Sughra Fatima’s legacy

Author: Daily Times

This past Monday, Sughra Fatima passed away. She became a prominent symbol of women’s active role in politics in years leading up to partition when she tore down the British flag in front of the Punjab Civil Secretariat in Lahore, and replaced it with the All India Muslim League’s flag. She was 14 at the time and is often mentioned alongside other leading women activists of the period like Fatima Jinnah, Jahanara Shahnawaz and Begum Liaqat Ali Khan.

Fatima Sughra belongs to a period of history significant for Pakistan in general and the country’s women in particular. That was a time of extreme activism by groups — with multiple worldviews and political programmes — geared towards a shared goal of self-determination and an end to colonial rule.
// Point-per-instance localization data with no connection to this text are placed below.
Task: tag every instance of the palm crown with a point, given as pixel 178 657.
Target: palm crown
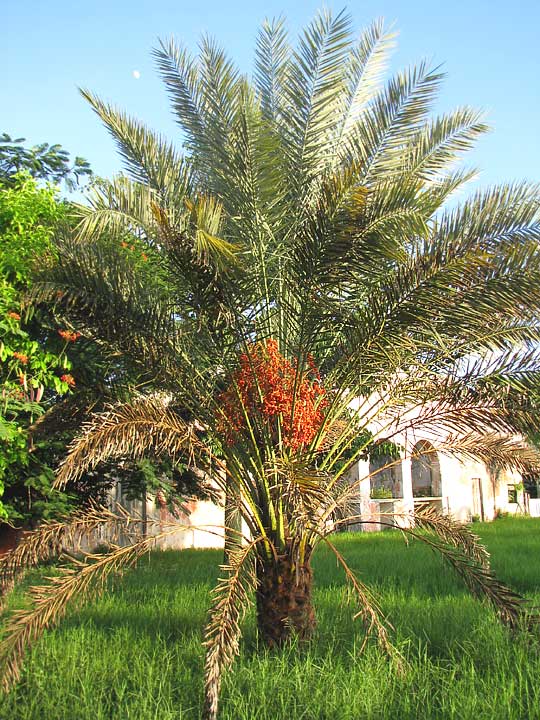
pixel 301 257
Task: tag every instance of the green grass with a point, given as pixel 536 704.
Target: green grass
pixel 136 653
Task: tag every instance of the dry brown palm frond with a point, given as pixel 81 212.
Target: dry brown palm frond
pixel 231 600
pixel 510 606
pixel 132 429
pixel 82 582
pixel 52 536
pixel 452 533
pixel 505 452
pixel 303 489
pixel 370 613
pixel 463 552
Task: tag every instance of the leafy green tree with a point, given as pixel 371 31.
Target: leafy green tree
pixel 30 369
pixel 322 294
pixel 42 162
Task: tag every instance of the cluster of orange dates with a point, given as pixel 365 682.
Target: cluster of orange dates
pixel 268 387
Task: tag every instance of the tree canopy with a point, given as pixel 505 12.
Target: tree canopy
pixel 293 281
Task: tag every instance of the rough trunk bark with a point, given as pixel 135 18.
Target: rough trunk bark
pixel 284 604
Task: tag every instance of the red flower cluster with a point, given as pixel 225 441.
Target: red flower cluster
pixel 21 357
pixel 264 386
pixel 68 336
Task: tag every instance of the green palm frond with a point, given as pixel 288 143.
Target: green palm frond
pixel 313 90
pixel 271 67
pixel 149 158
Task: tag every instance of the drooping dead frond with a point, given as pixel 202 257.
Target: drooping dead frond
pixel 84 581
pixel 52 536
pixel 232 597
pixel 370 613
pixel 504 452
pixel 461 550
pixel 132 429
pixel 452 533
pixel 303 490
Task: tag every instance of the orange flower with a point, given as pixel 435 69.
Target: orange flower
pixel 68 336
pixel 21 357
pixel 267 386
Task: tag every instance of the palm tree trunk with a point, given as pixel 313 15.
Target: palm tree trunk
pixel 284 603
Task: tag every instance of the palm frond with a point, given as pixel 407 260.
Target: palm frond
pixel 461 550
pixel 271 67
pixel 50 602
pixel 370 614
pixel 130 429
pixel 48 540
pixel 149 158
pixel 232 597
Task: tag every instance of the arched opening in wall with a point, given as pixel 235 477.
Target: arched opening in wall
pixel 386 477
pixel 426 472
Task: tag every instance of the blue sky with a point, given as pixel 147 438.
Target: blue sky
pixel 489 50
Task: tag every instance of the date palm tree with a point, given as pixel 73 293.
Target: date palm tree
pixel 296 285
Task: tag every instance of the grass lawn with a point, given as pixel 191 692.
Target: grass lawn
pixel 136 653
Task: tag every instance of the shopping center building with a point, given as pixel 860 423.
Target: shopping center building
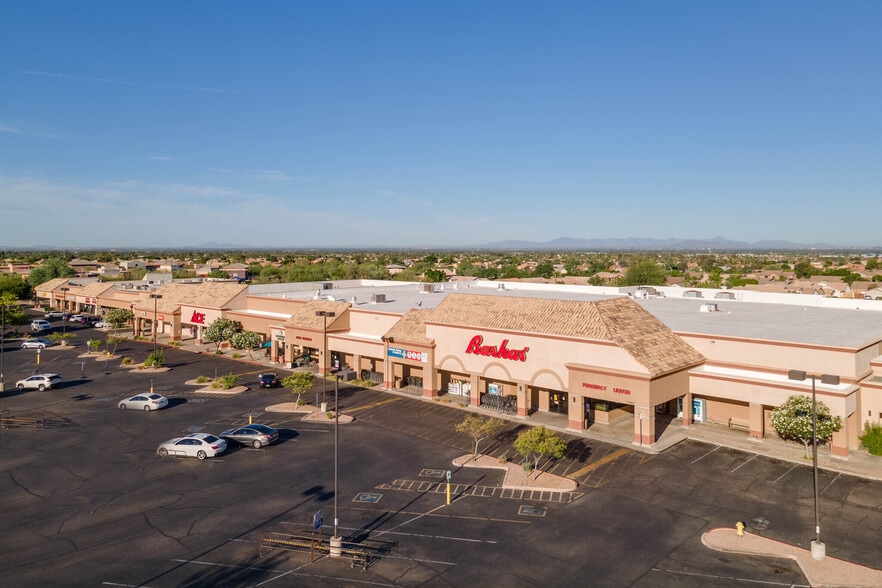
pixel 593 356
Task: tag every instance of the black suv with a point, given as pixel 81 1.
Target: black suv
pixel 268 381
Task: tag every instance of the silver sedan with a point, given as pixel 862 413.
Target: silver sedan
pixel 146 402
pixel 198 445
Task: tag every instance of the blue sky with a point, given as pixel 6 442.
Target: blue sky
pixel 438 124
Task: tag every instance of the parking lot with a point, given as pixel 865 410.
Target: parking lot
pixel 87 501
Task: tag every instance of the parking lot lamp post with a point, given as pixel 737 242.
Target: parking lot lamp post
pixel 63 310
pixel 155 297
pixel 818 548
pixel 2 341
pixel 336 442
pixel 325 314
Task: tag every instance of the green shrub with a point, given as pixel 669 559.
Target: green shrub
pixel 226 382
pixel 155 359
pixel 872 438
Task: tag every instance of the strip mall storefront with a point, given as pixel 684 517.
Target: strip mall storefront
pixel 574 365
pixel 594 361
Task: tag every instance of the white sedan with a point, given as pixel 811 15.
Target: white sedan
pixel 198 445
pixel 145 402
pixel 36 344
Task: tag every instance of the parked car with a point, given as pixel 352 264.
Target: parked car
pixel 198 445
pixel 41 325
pixel 36 344
pixel 254 435
pixel 146 402
pixel 269 381
pixel 40 382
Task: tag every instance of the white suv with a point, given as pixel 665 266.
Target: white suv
pixel 41 325
pixel 40 382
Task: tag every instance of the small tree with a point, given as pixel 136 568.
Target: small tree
pixel 248 340
pixel 113 342
pixel 118 317
pixel 221 330
pixel 13 314
pixel 479 428
pixel 793 421
pixel 538 441
pixel 155 359
pixel 299 382
pixel 872 438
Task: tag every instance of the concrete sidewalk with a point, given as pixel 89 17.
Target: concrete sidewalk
pixel 826 572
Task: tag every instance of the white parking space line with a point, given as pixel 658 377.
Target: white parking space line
pixel 744 463
pixel 706 454
pixel 831 483
pixel 784 474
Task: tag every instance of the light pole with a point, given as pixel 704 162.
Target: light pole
pixel 336 443
pixel 155 297
pixel 818 548
pixel 2 341
pixel 325 314
pixel 64 311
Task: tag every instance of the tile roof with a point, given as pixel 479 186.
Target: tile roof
pixel 205 295
pixel 411 328
pixel 52 284
pixel 95 289
pixel 617 320
pixel 305 317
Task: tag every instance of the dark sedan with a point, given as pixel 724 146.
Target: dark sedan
pixel 269 381
pixel 254 435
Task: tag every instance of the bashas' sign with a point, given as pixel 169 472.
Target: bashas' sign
pixel 477 347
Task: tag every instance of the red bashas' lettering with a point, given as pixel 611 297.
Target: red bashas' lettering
pixel 477 347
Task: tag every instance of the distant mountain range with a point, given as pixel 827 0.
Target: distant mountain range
pixel 642 244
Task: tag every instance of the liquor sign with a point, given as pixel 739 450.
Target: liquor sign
pixel 408 354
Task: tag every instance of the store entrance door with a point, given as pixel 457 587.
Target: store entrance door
pixel 557 402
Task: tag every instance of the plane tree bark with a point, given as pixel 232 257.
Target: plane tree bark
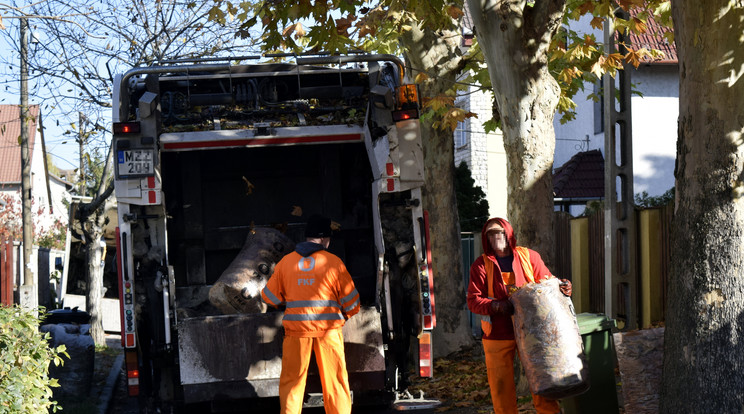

For the women of the region, that period saw unprecedented level of political participation including resistance to patriarchal norms like confinement to homes under strict purdah. Yet Fatima Sughra and her ilk inspired countless Muslim women and men to come out on to the streets and make their demands for self-rule heard by the British Empire. After partition, Fatima Sughra remained active in helping with refugees’ rehabilitation and resettlement.

Unfortunately, the movement that led to formation of the new nation-state whose cardinal principles of policy were laid down by the Quaid-e-Azam’s August 11 address to the Constituent Assembly was not to be a preamble to the Pakistan we find today. Patriarchal norms against whom Sughra and her generation of women activists rebelled continue to haunt thousands of women in Pakistan. Those who step outside of these norms are socially ostracised and subjected to brutal customs and state institutions have yet to be effectively used to put an end to these practices.

Yet all is not lost. Women in Pakistan have gained empowerment and representation in state institutions, political parties and civil society organisations. Figures like Benazir Bhutto, Asma Jahangir, Sherry Rehman, Mukhtara Mai, and Malala Yousafzai are only a few examples of those who have made their voices heard against all odds.

We hope that these and other women leaders and activists in Pakistan will continue the struggle started by Sughra and others of her generation – and in the process, pushing against patriarchal norms and facilitating exercise of rights and liberties by Pakistani citizens.  *

Published in Daily Times, September 27th 2017.